“Belly of June”
from the album Thistled Spring
2010
iTunes
Generous space and a delicious restraint enrich the music of Horse Feathers as it wraps the listener in an embrace that is at once spooky, beautiful and reassuring — as if Aaron Copland were producing a chamber-music recording by an alt-Americana band.
From Idaho by way of his current headquarters in Portland, Oregon, bandleader Justin Ringle creates Appalachian music transplanted to the Northwest and the prairie. He composes blown-glass songs laced with blood-rich marrow, the ideal vehicles for his fragile, high voice. But much of the elegance must also be credited to cellist Catherine Odell, violinist Nathan Crockett and multi-instrumentalist Sam Cooper.
Following the stark, winter-like settings of the band’s 2008 album House With No Home, a springtime theme prevails. The delicate piano and accompanying strings of the title track inspire images of sprouting shoots struggling from thawed ground. Ringle’s lyrics sometimes examine heartache and pain, and the space between needs and wants, but a message of rejuvenation courses through.

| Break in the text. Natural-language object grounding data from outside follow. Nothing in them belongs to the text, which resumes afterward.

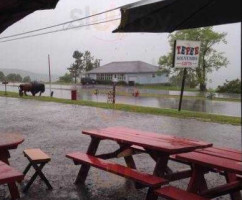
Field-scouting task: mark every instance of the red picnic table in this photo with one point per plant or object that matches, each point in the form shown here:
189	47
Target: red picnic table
227	162
158	146
9	141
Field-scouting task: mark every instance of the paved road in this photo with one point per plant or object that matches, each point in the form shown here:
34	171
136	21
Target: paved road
56	128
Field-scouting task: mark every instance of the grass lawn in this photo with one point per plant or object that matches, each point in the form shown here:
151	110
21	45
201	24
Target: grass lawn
138	109
162	87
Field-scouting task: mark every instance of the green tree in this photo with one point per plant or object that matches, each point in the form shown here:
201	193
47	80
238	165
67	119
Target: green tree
210	59
26	79
67	78
89	62
2	76
233	86
83	62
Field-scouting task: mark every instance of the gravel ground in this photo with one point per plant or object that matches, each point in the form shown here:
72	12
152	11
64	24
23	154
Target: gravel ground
56	129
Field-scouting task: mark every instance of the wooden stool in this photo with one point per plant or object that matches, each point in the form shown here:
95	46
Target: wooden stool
37	159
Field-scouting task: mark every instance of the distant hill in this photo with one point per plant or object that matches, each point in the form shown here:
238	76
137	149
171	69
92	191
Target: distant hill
32	75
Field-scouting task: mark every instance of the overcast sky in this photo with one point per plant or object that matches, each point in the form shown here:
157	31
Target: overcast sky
31	54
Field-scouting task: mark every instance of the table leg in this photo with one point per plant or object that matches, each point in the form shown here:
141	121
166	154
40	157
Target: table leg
13	191
160	169
230	177
92	149
4	156
197	182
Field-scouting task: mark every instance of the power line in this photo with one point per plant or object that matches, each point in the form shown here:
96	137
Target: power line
61	24
60	30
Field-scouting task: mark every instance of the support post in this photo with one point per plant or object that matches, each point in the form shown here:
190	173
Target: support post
49	75
114	92
182	88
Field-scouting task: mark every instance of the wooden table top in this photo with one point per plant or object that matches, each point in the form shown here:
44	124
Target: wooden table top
10	140
148	140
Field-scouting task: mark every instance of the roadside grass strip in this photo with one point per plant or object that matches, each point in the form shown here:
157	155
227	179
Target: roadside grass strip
223	119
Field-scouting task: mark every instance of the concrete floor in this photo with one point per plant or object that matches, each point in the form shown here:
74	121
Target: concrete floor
56	129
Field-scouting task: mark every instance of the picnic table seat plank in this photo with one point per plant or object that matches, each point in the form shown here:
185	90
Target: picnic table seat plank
173	193
146	179
207	160
153	141
223	153
9	174
36	155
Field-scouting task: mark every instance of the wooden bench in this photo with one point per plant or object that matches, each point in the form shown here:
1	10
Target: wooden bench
37	159
143	178
231	168
10	176
173	193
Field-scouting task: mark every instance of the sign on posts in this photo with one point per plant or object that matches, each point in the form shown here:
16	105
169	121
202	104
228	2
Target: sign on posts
186	54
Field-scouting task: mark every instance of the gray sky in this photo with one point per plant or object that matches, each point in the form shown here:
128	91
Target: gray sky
31	54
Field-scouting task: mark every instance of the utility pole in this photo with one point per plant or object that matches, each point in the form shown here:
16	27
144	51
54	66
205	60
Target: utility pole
49	75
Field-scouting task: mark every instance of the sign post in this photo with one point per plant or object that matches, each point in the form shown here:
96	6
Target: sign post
5	83
186	55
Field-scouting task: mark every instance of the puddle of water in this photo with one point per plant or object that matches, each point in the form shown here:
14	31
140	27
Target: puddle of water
208	106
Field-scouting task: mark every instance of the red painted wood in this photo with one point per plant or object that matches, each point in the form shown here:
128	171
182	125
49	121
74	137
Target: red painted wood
160	142
135	175
9	174
211	161
223	153
10	140
173	193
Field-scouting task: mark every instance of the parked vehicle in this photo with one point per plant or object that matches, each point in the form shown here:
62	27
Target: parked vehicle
87	80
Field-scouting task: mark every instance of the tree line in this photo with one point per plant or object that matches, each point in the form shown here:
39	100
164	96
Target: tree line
83	62
14	78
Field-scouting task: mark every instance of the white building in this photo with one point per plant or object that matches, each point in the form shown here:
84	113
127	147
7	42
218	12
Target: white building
130	72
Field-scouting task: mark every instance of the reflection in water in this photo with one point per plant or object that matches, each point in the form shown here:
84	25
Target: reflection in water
216	107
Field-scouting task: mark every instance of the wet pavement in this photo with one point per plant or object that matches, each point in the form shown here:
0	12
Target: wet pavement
87	93
56	129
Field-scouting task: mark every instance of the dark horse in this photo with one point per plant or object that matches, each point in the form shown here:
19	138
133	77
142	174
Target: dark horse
33	87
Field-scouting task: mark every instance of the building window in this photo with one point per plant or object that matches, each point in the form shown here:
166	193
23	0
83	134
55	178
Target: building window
121	77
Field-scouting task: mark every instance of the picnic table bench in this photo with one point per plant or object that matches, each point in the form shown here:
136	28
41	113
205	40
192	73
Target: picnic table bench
227	162
10	176
8	142
158	146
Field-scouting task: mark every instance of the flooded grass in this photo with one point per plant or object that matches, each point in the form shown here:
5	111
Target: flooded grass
138	109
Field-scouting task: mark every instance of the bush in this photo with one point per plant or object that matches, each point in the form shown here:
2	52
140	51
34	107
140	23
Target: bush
233	86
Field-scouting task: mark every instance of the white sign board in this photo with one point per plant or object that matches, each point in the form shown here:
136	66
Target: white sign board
186	54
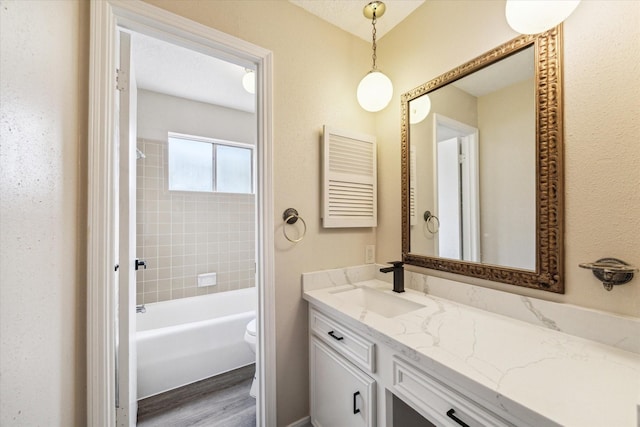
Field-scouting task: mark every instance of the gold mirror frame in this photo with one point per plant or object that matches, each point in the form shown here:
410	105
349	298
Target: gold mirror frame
548	275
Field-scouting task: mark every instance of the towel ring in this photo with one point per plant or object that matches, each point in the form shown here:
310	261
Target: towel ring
291	216
431	221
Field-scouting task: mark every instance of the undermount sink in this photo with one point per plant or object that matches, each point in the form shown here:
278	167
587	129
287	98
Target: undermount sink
379	302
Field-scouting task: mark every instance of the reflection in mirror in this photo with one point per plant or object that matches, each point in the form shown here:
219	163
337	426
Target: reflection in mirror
482	166
479	135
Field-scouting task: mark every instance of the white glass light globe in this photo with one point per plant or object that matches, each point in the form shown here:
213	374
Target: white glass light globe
249	81
419	109
374	91
537	16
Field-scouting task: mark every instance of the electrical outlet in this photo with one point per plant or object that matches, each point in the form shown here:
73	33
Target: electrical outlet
370	254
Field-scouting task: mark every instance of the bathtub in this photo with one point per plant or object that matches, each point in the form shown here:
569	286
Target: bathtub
190	339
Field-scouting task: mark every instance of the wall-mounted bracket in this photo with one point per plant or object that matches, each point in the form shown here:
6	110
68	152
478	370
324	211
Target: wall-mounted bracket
611	271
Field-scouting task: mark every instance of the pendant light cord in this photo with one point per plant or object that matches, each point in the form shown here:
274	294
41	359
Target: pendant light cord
373	34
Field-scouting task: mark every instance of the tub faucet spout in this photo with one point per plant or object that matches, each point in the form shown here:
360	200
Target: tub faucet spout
398	275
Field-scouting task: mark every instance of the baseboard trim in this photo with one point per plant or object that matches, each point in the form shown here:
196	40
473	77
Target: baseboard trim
302	422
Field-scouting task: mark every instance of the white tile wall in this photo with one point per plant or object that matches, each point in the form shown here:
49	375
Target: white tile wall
183	234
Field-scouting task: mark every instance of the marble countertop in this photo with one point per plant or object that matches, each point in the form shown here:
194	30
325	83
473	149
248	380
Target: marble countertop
525	369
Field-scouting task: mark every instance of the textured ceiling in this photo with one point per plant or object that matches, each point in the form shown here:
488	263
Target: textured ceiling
167	68
347	14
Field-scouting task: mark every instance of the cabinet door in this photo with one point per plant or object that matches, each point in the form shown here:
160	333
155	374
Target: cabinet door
341	394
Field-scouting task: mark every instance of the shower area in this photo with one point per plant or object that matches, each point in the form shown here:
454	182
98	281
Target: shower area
195	214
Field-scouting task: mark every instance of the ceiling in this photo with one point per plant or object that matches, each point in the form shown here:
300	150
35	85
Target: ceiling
347	14
163	67
174	70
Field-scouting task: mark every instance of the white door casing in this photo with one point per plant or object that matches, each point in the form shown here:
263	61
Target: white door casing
106	18
126	398
448	195
457	200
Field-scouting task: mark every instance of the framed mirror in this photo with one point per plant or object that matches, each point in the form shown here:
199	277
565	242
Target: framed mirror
482	181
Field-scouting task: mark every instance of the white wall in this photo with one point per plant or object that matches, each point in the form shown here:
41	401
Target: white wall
159	113
43	70
317	68
506	122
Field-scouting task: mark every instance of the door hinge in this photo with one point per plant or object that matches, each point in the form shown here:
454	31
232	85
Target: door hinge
122	80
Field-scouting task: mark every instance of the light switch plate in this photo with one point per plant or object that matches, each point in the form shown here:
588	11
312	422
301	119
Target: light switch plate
370	254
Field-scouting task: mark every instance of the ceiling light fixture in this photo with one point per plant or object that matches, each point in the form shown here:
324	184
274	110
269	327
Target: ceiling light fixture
375	89
249	81
537	16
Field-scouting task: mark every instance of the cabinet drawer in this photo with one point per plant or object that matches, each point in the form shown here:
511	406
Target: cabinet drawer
346	342
436	401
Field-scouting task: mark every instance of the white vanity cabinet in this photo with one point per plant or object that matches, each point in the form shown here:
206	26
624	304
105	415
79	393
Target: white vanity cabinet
353	379
341	394
342	391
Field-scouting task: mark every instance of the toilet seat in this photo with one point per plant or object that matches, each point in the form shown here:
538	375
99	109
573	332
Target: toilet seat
251	328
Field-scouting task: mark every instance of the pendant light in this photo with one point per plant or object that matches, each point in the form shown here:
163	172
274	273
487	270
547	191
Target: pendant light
537	16
375	89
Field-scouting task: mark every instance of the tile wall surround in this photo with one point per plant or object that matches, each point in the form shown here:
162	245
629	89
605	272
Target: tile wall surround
183	234
607	328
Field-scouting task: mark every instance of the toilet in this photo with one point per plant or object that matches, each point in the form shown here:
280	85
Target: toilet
250	339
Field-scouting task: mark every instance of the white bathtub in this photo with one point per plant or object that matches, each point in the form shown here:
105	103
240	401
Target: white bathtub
189	339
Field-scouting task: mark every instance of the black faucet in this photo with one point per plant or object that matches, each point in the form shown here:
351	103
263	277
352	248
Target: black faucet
398	275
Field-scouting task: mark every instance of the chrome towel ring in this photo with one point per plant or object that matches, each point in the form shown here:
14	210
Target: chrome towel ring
291	216
432	222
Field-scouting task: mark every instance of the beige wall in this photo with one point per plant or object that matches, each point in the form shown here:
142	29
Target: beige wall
317	67
43	129
601	105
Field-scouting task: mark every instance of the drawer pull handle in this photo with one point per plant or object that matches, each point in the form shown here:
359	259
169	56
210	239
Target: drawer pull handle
450	413
333	335
356	410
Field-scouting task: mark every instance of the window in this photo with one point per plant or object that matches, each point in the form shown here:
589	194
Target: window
209	165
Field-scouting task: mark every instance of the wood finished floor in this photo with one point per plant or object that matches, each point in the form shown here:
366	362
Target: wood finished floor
221	401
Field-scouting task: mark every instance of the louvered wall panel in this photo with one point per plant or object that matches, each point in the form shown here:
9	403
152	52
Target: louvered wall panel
349	179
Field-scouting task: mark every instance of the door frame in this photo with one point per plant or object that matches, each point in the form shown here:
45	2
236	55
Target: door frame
106	17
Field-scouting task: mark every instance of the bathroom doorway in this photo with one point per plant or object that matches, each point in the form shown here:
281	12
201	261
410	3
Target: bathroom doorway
195	226
107	314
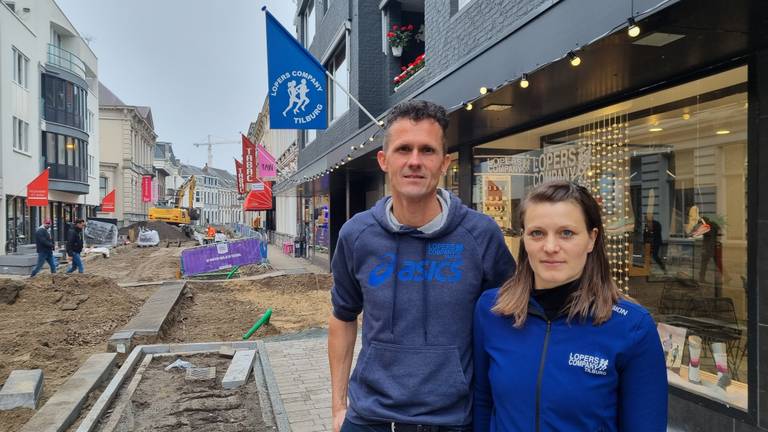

Images of barn-raisings and country dances bloom from the warmth of “This Bed” and “Belly of June.” The swooping strings of “The Drought” capture a mood of darkness and hope. Less austere is the almost-rockin’ “Veronia Blues.” The string players incorporate both bowing and plucking on the romantic “Cascades,” which sounds like a rainstorm building from delicate initial droplets to a swollen storm.